Ninety-four-percent of acne patients in a dermatology study in Germany were found to have below recommended levels of omega-3 fatty acids in their blood.
The dermatologists behind the study believe that this potential link between low omega-3 fatty acid levels and acne could offer new opportunities to help manage the skin condition, thus giving hope to millions of acne sufferers.
Omega-3 fatty acids are key for fighting acne as they reduce inflammation by stimulating the production of anti-inflammatory prostaglandins E1 and E3, leukotriene B5 and lower levels of the insulin-like growth factor (IGF) -1, the central hormone that induces acne.
The team behind the research, based at the Department of Dermatology and Allergy in Munich, also investigated the patients’ diet and found that those who said they regularly consumed pulses, such as chickpeas and lentils, as well as abstaining from sunflower oil, had higher levels of the fatty acid.
Dr Anne Gϋrtler, the lead author from the team at the Department of Dermatology and Allergy said: “Nutrition plays a pivotal role in the prevention, onset and course of many diseases, including dermatologic disorders such as acne vulgaris.”
Omega-3 fatty acids are found in foods such as legumes, algae, nuts, seeds and non-farmed fish like wild salmon and sardines.

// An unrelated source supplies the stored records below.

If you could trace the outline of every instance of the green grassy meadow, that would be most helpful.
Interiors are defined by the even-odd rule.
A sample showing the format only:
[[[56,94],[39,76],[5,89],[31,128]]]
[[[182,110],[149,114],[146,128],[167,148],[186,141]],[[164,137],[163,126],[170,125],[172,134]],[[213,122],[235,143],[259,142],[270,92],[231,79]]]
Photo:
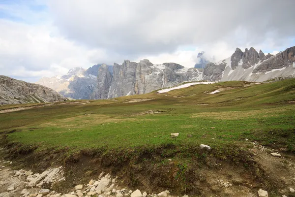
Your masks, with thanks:
[[[221,88],[225,90],[206,93]],[[142,98],[153,99],[126,102]],[[167,93],[154,91],[0,114],[0,132],[16,130],[8,134],[9,141],[35,145],[37,150],[121,150],[167,144],[185,148],[201,144],[222,150],[232,144],[242,147],[247,138],[264,145],[276,142],[278,147],[294,151],[294,79],[262,85],[200,84]],[[143,113],[149,110],[158,113]],[[173,132],[179,132],[179,137],[170,137]]]

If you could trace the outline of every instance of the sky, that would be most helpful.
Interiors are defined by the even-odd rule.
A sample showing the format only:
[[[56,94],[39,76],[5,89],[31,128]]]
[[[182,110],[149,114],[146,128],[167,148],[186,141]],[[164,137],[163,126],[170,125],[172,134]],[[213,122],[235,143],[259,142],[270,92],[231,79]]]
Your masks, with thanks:
[[[148,59],[193,67],[295,46],[294,0],[0,0],[0,75],[34,82]]]

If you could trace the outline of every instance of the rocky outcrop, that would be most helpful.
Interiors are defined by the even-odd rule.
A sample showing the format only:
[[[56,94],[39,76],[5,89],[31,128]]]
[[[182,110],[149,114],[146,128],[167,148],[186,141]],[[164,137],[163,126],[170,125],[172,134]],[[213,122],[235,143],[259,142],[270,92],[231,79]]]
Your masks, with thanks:
[[[236,68],[239,62],[243,57],[243,52],[240,49],[238,48],[236,49],[236,51],[235,51],[235,53],[234,53],[231,57],[231,61],[232,61],[231,66],[232,66],[232,69],[234,70]]]
[[[90,96],[90,98],[108,98],[112,78],[113,75],[109,71],[108,66],[103,64],[99,67],[96,86]]]
[[[105,73],[103,73],[99,74],[98,81],[106,77]],[[148,60],[142,60],[139,63],[125,60],[121,65],[116,63],[114,65],[113,79],[107,98],[148,93],[184,81],[202,79],[202,72],[197,69],[185,68],[177,64],[153,65]],[[94,92],[99,92],[100,87],[97,86]],[[93,94],[92,98],[106,98],[99,94]]]
[[[85,69],[82,67],[71,69],[62,76],[43,77],[36,84],[53,89],[65,97],[74,99],[89,99],[96,86],[99,68],[101,64]],[[113,73],[113,66],[109,66]]]
[[[243,68],[247,69],[254,66],[259,62],[259,55],[254,48],[251,47],[250,50],[246,48],[243,54]]]
[[[254,70],[253,73],[270,71],[273,69],[281,69],[293,66],[295,62],[295,46],[287,49],[275,56],[272,56],[267,61],[259,65]]]
[[[214,61],[214,59],[206,57],[205,51],[202,51],[198,54],[197,57],[197,63],[195,65],[195,68],[204,68],[207,64]]]
[[[208,64],[203,72],[204,79],[212,81],[220,80],[226,66],[225,61],[218,65],[215,63]]]
[[[61,101],[65,98],[50,88],[0,75],[0,104]]]
[[[236,48],[230,58],[217,64],[207,64],[203,79],[209,81],[265,81],[271,79],[295,77],[295,47],[275,55],[259,54],[253,47],[242,52]]]

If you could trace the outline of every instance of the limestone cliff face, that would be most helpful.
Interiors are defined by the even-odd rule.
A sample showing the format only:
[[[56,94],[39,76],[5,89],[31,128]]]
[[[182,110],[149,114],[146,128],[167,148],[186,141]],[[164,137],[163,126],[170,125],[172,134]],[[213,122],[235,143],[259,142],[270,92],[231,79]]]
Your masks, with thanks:
[[[101,64],[95,65],[87,69],[75,67],[66,74],[52,77],[43,77],[36,84],[51,88],[65,97],[74,99],[89,99],[97,85],[97,77]],[[113,72],[112,66],[109,66]]]
[[[98,68],[96,86],[90,96],[90,99],[96,98],[108,98],[112,79],[113,75],[109,69],[109,66],[103,64]]]
[[[262,82],[279,77],[295,77],[295,46],[275,55],[258,53],[253,47],[242,52],[237,48],[230,58],[207,64],[204,79]]]
[[[66,98],[50,88],[0,75],[0,104],[61,101]]]
[[[106,78],[99,75],[98,81]],[[125,61],[121,65],[114,64],[113,75],[108,98],[148,93],[155,90],[175,86],[184,81],[202,80],[202,72],[194,68],[187,68],[175,63],[153,65],[148,60],[136,63]],[[100,86],[94,92],[99,92]],[[96,94],[93,99],[105,99]]]

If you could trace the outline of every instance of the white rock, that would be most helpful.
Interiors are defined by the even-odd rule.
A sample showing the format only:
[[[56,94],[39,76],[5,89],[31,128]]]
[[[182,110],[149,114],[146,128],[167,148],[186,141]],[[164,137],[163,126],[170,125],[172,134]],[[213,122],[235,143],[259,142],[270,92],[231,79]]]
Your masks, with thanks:
[[[72,195],[71,194],[65,194],[64,197],[77,197],[76,195]]]
[[[270,153],[270,154],[274,157],[282,157],[282,156],[281,155],[280,155],[279,154],[277,154],[277,153]]]
[[[46,195],[49,194],[50,192],[50,191],[48,189],[43,189],[39,191],[38,194],[42,194],[43,195]]]
[[[98,176],[99,178],[101,178],[103,176],[103,172],[101,172],[100,174],[99,174],[99,176]]]
[[[147,196],[148,196],[148,193],[147,193],[146,192],[143,193],[143,197],[147,197]]]
[[[258,196],[259,197],[268,197],[268,194],[267,194],[267,192],[266,191],[260,189],[258,190]]]
[[[89,192],[88,193],[87,193],[87,195],[89,196],[89,197],[92,197],[96,194],[96,192]]]
[[[120,192],[118,192],[116,195],[116,197],[123,197],[123,195]]]
[[[93,179],[91,179],[90,181],[89,181],[89,185],[93,185],[93,183],[94,183],[94,180]]]
[[[83,197],[83,193],[82,193],[82,192],[77,192],[77,196],[78,196],[79,197]]]
[[[94,187],[97,187],[97,186],[99,184],[99,181],[95,181],[94,182],[94,183],[93,183],[93,186]]]
[[[76,190],[81,190],[82,189],[83,189],[83,185],[78,185],[75,187]]]
[[[167,197],[168,195],[165,192],[162,192],[158,194],[159,197]]]
[[[142,197],[142,196],[141,192],[139,190],[135,190],[131,195],[131,197]]]
[[[110,181],[111,180],[108,178],[103,177],[101,178],[100,181],[99,181],[99,183],[97,185],[96,189],[95,189],[96,191],[97,190],[105,190],[109,184],[110,183]]]
[[[7,191],[12,191],[13,190],[14,190],[14,188],[13,187],[10,187],[10,188],[7,188]]]
[[[211,150],[211,147],[207,145],[201,144],[200,145],[200,148],[201,149]]]
[[[178,132],[176,132],[175,133],[171,133],[171,136],[172,137],[178,137],[179,135],[179,133],[178,133]]]
[[[26,189],[24,189],[22,191],[22,192],[21,192],[21,194],[24,195],[28,193],[28,190]]]

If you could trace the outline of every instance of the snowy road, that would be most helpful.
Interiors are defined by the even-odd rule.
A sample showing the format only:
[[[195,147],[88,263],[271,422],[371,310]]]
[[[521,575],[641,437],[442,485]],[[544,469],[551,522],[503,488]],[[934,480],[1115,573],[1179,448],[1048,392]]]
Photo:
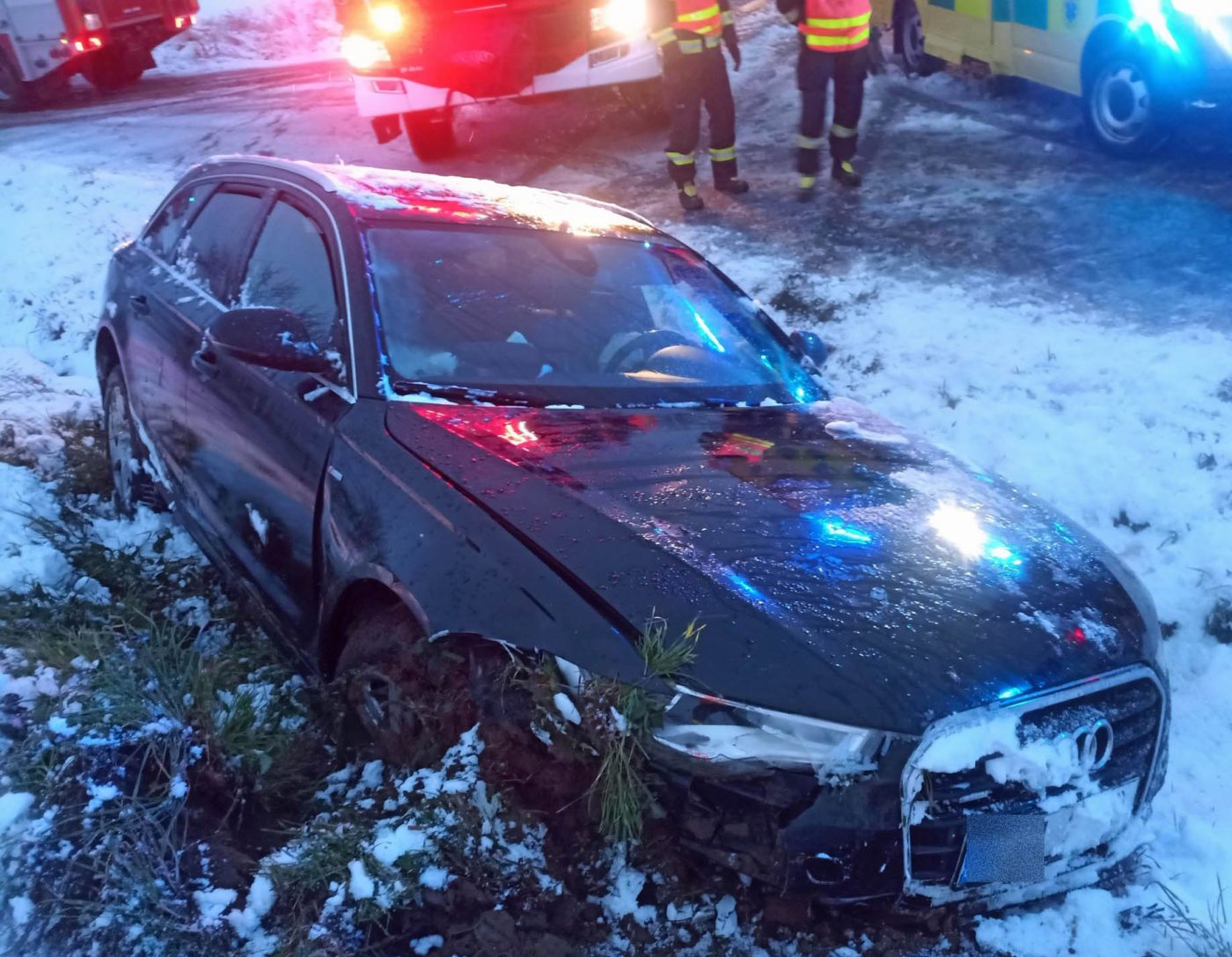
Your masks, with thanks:
[[[809,269],[854,259],[896,277],[992,281],[1007,296],[1148,324],[1217,322],[1232,292],[1232,136],[1191,123],[1145,163],[1096,153],[1077,105],[1042,91],[897,72],[871,86],[859,196],[791,200],[793,38],[769,18],[738,80],[740,155],[755,194],[700,217],[787,247]],[[1202,117],[1204,121],[1206,117]],[[484,106],[462,120],[463,155],[430,169],[584,187],[657,220],[678,218],[659,169],[662,134],[599,100]],[[1205,128],[1204,128],[1205,127]],[[211,153],[416,166],[404,141],[378,147],[338,64],[154,74],[103,99],[75,90],[54,110],[0,118],[9,154],[92,164],[99,144],[182,169]],[[1159,242],[1167,236],[1167,242]]]
[[[1202,633],[1212,603],[1232,598],[1232,136],[1191,127],[1149,162],[1115,162],[1069,101],[892,72],[870,84],[866,187],[801,207],[795,38],[769,16],[740,30],[754,192],[705,190],[708,208],[687,222],[664,185],[662,133],[601,99],[467,110],[464,152],[431,166],[403,141],[377,146],[329,65],[154,75],[121,97],[0,118],[0,371],[28,385],[0,396],[0,419],[37,449],[41,414],[92,401],[110,245],[206,155],[418,166],[627,205],[788,324],[821,328],[838,391],[1020,481],[1143,577],[1177,625],[1153,876],[1204,911],[1232,873],[1232,770],[1209,760],[1232,751],[1232,649]],[[1153,900],[1146,887],[1127,900],[1078,892],[986,921],[979,940],[1021,957],[1163,952],[1117,916]]]

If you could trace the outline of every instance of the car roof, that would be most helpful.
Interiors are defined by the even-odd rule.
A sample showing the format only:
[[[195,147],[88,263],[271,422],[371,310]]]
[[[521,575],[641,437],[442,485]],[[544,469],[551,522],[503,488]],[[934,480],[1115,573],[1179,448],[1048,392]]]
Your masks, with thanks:
[[[586,236],[644,238],[658,233],[646,217],[586,196],[466,176],[250,155],[211,157],[192,173],[218,173],[219,166],[235,174],[243,174],[245,166],[262,166],[301,176],[365,218],[521,226]]]

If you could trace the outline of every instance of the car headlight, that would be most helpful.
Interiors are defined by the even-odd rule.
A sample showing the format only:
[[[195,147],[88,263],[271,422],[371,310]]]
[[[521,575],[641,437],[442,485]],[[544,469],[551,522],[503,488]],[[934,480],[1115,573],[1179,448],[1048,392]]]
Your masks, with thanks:
[[[342,57],[357,70],[368,70],[379,63],[389,63],[389,51],[386,44],[362,33],[342,37]]]
[[[611,30],[622,37],[633,37],[647,30],[646,0],[607,0],[590,10],[590,30],[599,33]]]
[[[873,770],[887,741],[880,731],[738,704],[679,686],[654,740],[727,771],[813,768],[822,779]]]

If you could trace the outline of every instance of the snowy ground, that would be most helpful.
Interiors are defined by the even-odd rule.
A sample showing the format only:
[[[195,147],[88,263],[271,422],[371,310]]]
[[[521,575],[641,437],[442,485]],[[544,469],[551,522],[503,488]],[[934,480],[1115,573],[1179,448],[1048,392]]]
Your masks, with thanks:
[[[467,152],[435,169],[590,192],[665,223],[785,323],[818,328],[839,393],[1011,477],[1121,555],[1175,624],[1153,877],[1205,914],[1232,877],[1232,766],[1212,757],[1232,752],[1232,646],[1204,634],[1215,601],[1232,598],[1223,134],[1190,131],[1151,163],[1117,164],[1088,148],[1067,102],[880,78],[861,143],[866,189],[802,208],[790,196],[791,35],[765,17],[742,30],[745,200],[715,199],[683,223],[659,134],[630,129],[609,105],[474,110]],[[49,417],[96,402],[89,349],[110,249],[191,162],[271,150],[413,165],[403,143],[372,143],[341,78],[152,89],[0,121],[0,433],[12,429],[0,439],[48,462]],[[39,495],[28,476],[0,483],[0,586],[63,571],[5,511]],[[983,920],[972,946],[1179,952],[1158,925],[1119,919],[1158,899],[1148,883],[1121,899],[1076,892]]]

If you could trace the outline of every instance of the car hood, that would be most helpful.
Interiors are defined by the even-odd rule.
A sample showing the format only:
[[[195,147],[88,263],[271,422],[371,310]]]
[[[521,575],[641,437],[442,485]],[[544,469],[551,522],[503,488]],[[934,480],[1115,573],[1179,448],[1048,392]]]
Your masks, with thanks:
[[[1094,540],[846,400],[391,403],[387,427],[627,634],[696,619],[686,680],[736,700],[919,734],[1153,654],[1149,598]]]

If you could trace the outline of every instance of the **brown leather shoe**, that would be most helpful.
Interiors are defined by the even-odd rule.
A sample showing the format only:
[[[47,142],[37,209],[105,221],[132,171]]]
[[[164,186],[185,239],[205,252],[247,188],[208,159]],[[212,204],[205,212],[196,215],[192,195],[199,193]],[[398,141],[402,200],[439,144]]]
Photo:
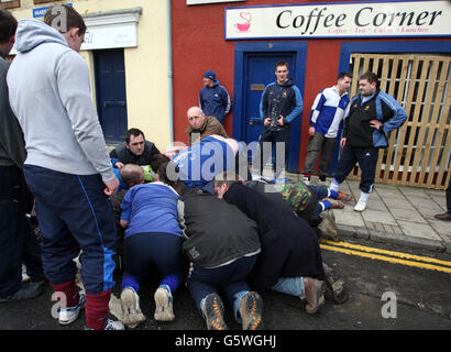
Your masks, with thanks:
[[[451,221],[451,213],[444,212],[444,213],[438,213],[433,216],[436,219],[439,220],[444,220],[444,221]]]

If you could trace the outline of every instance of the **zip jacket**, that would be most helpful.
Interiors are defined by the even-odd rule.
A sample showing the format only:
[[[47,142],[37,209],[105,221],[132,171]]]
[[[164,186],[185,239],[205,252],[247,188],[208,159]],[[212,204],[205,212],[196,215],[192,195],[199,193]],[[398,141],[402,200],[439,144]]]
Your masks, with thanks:
[[[334,139],[340,122],[349,112],[348,92],[340,94],[334,87],[324,88],[317,96],[310,111],[310,127],[328,139]]]
[[[217,80],[215,86],[204,86],[200,89],[199,106],[207,117],[215,117],[224,124],[226,116],[230,112],[232,103],[229,92]]]

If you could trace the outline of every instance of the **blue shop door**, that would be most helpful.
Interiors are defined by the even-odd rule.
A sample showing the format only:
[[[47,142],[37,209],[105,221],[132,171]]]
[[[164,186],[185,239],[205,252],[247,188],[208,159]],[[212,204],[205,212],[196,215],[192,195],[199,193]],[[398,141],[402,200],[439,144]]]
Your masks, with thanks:
[[[107,143],[122,143],[127,131],[123,50],[94,52],[97,111]]]
[[[244,111],[244,142],[246,144],[258,141],[260,134],[263,130],[263,122],[260,118],[260,101],[262,99],[263,90],[266,85],[274,81],[276,76],[274,74],[276,63],[279,61],[285,61],[288,63],[288,77],[296,77],[296,67],[293,64],[296,54],[283,53],[277,55],[277,53],[251,53],[244,58],[244,77],[245,77],[245,99],[243,100],[243,111]],[[299,86],[298,86],[299,87]],[[300,118],[297,118],[292,123],[292,134],[293,124],[300,123]],[[297,136],[299,140],[299,136]],[[296,172],[298,164],[298,145],[293,143],[292,138],[290,153],[288,160],[288,170]],[[292,152],[292,150],[294,152]]]

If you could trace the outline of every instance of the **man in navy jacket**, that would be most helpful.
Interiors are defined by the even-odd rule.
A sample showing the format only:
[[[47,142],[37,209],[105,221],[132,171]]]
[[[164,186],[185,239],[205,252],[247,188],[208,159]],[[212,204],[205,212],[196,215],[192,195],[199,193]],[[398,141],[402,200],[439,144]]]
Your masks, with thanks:
[[[364,211],[374,187],[378,150],[388,146],[385,133],[402,127],[407,113],[392,96],[380,90],[380,80],[374,73],[365,73],[359,78],[359,91],[352,98],[350,112],[344,119],[340,141],[343,153],[330,189],[338,191],[359,162],[362,169],[361,196],[354,210]]]
[[[302,112],[302,97],[299,88],[295,86],[295,81],[288,78],[288,63],[278,62],[275,70],[277,79],[265,87],[260,102],[260,117],[264,125],[258,139],[260,155],[257,157],[261,162],[261,172],[263,172],[266,162],[263,142],[270,142],[272,147],[277,142],[285,143],[286,165],[289,155],[289,127],[292,121]],[[276,169],[276,175],[279,173],[280,169]]]
[[[224,124],[232,106],[229,92],[219,84],[212,70],[205,73],[204,85],[199,94],[200,108],[207,117],[215,117]]]

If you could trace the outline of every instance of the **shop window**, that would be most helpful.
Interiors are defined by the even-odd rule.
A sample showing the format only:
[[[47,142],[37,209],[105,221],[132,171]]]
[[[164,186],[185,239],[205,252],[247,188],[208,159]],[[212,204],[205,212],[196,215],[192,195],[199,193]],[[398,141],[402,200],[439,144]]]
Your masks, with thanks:
[[[3,9],[20,8],[20,0],[0,0],[0,7],[2,7]]]

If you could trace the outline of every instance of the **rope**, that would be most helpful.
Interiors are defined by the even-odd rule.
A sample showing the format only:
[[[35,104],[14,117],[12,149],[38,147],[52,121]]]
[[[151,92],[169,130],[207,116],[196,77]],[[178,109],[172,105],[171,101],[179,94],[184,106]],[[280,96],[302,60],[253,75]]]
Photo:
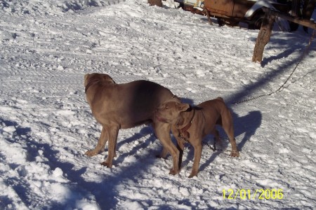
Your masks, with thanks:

Assistant professor Asli Bilgic said that this research will help get closer to providing effective acne treatment.
“As dermatologists, we are acutely aware of the impact on a sufferer’s quality of life which a highly visible condition like acne can have. Although this path needs further exploration, it can give hope to people looking for a way to manage their condition,” he said.
Acne has been previously linked to lowered mental health, with 46% of acne patients more likely to develop major depression.